BACKGROUND: This study sought to evaluate and compare the effectiveness of plasmapheresis, Tocilizumab, and Tocilizumab with plasmapheresis treatment on the removal of inflammatory cytokines and improvement clinically of patients with severe COVID-19 in Intensive Care Units (ICU) due to the association between increased cytokine release and the severity of COVID-19. METHODS: This clinical trial study was conducted in three treatment arms in Iran.
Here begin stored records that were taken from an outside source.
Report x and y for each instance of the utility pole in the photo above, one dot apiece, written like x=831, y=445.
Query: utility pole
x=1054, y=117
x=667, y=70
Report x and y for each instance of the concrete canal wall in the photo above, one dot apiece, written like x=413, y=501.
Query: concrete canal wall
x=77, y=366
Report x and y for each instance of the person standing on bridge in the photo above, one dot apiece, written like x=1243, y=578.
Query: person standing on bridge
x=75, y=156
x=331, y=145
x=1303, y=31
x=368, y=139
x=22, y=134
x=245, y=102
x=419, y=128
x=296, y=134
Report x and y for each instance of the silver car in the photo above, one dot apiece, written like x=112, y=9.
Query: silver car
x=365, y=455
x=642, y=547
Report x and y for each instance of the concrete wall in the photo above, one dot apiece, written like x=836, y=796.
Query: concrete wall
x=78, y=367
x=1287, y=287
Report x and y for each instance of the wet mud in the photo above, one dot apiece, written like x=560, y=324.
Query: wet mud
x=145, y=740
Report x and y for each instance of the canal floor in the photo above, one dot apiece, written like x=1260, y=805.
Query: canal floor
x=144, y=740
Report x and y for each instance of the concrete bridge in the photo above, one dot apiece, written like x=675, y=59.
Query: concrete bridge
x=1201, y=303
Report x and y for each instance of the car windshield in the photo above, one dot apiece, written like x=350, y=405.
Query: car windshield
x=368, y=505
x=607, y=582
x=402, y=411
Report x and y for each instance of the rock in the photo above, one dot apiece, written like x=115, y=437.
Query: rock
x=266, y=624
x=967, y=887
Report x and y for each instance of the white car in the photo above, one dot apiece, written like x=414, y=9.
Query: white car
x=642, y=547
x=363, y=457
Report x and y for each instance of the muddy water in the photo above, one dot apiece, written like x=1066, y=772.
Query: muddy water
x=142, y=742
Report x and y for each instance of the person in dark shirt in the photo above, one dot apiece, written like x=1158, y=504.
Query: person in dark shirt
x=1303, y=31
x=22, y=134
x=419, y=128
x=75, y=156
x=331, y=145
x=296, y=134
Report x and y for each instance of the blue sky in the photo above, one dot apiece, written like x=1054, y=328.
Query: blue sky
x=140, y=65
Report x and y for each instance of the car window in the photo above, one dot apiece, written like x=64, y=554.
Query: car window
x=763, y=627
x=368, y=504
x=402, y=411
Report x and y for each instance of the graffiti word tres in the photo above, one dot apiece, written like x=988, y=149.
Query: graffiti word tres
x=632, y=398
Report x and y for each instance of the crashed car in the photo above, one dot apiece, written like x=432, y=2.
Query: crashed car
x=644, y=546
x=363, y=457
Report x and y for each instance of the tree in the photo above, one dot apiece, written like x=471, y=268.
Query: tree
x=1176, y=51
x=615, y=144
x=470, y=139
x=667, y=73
All patients received standard care and randomization into one of three treatment groups; Tocilizumab (TCZ) alone, plasmapheresis alone, or a combination of Tocilizumab and plasmapheresis. Demographics, clinical evaluation, oxygenation status, laboratory tests and imaging data were evaluated in the three groups and re-checked 48 h after the end of treatment trials. Primary outcomes were oxygenation status, the need for mechanical ventilation and the rate of death. RESULTS: Ninety-four patients were included in the trial after meeting the eligibility requirements. Twenty-eight patients received Tocilizumab alone, 33 had plasmapheresis alone, and 33 received both Tocilizumab and plasmapheresis. Baseline characteristics did not differ between three groups that included demographic, clinical and laboratory parameters. Following therapy, there was no difference between the three groups for CRP, ferritin, d-dimer, IL-6, pro-calcitonin and neutrophil to lymphocyte ratio (NLR) (P > 0.05). While a significant reduction was found in CRP levels within each group (32.04 ± 42.43 to 17.40 ± 38.11, 51.28 ± 40.96 to 26.36 ± 33.07 and 41.20 ± 34.27 to 21.56 ± 24.96 in the tocilizumab, plasmapheresis, and combined group, respectively) (p < 0.05), procalcitonin levels were elevated significantly in the Tocilizumab group (0.28 ± 0.09 to 0.37 ± 0.11) (p < 0.05). Clinically there was no difference between the three groups following treatment for O2 saturation levels with supplementary oxygen at discharge, endotracheal intubation rate, use of NIVPP, mortality, mean hospital and ICU length of stay (p > 0.05). CONCLUSION: Study results showed that the reduction of serum inflammatory markers, the rate of intubation and therapeutic complications including death were no different between the three groups; however, CRP levels were significantly reduced in all three groups, indicating that the interventions reduced inflammation likely through a reduction in the cytokine storm, though clinical outcomes were unaffected.